According to my experiment results, it concluded that our heart rates intend to increase the
longer we are active. In order for my data to be the most accurate as possible, I measured my
heart rate before, in the middle and immediately after the warm up. As mentioned before, it
has informed me that the longer I am exercising/being active, the higher my heart rate gets
going along. I did not interpret this in my data table but I had myself run 250 meters after
the warm up to see how the warm up affects my performance. Although I did not include
that in my results/data table, it defined that the longer my warm up is, the faster I am
running those 250 meters. In order to be more specific, my warm up was a full body warm
up. I thought if I did that specific type of warm up, it would make my whole body be active
which would increase the degree of accuracy. It would also benefit your performance since
you are warming up your whole body which means the levels of getting injured in whatever
exercise or sport you are doing later on would be decreasing which is good. Especially when
you are training on something that requires muscle strengthening, if you do not warm up
your muscles beforehand, it can cause a muscle injury such as pulling a muscle which can
lead to being a big injury which is why we want to prevent that.
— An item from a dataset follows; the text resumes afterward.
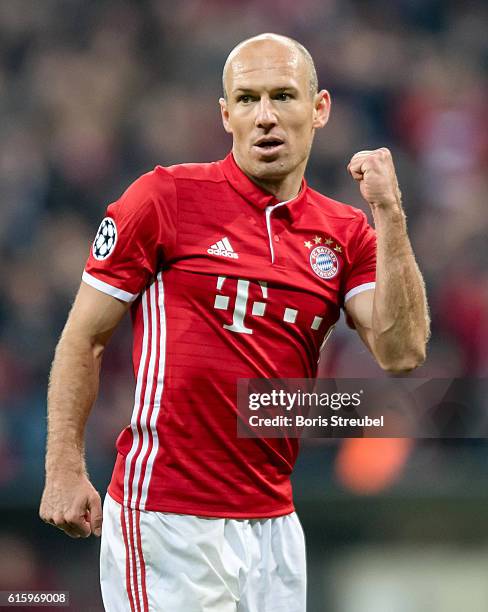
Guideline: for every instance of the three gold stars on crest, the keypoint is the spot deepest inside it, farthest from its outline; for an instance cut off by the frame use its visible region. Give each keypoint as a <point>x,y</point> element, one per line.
<point>318,240</point>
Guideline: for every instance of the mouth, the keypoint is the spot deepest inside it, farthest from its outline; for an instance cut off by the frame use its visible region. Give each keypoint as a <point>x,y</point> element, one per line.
<point>268,146</point>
In conclusion, I think it is
important for all people to know how warm ups and how long they are can affect your health
and heart rate so they are aware of what to do and what not to do.

IDU reflection:
During this experiment, I wanted to investigate how the length of my warm up affects my
heart rate. I reached this goal and came to a conclusion by testing my hypothesis and making
a training plan in order to do my experiment and collect data to test my hypothesis. I think it
went successfully since this was harder than a normal lab report. We had to include two
different subjects such as science and physical and health education which are different. For
example, in science we learned about how the heart works and how it is connected to our
lungs and how we breathe everyday. And for PHE, we learned about all the fitness
components, how they affect our health and how our heart rate takes place in the body. For
this Lab report, we focused on cardiovascular fitness. Those two different topics did make a
connection together because of the heart being connected to your cardiovascular fitness and
your health but it was hard to work with two different subjects. But in conclusion, I
managed to mix those two subjects in order to produce a lab analysis that connects to both
subjects/topics. When learning about this in both subjects, it has taught me how we can
breathe and how our lungs and heart work in different ways. Most importantly, this has
taught me to be cautious when being active, to warm up before to prevent injuries. All this
information will help remind me to have good warm ups before activities to prevent injuries
and to do my best in my performance.

References (in MLA format):

Works Cited

Eric. “Exercise Safety Tips.” Premier Family Medical, Premier Family Medical, 19 Sept.

2018, premierfamily.net/exercise-safety-tips/.

unknown. “An Easy 10-Minute Cardio Warm Up.” An Easy 10-Minute Cardio Warm Up |

Planet Fitness, COMMUNITY@PF, 2021,

www.planetfitness.com/community/articles/easy-10-minute-cardio-warm.

unknown. “Exercise Safety.” Better Health Channel, Department of Health, State

Government of Victoria, 2020,

www.betterhealth.vic.gov.au/health/healthyliving/exercise-safety.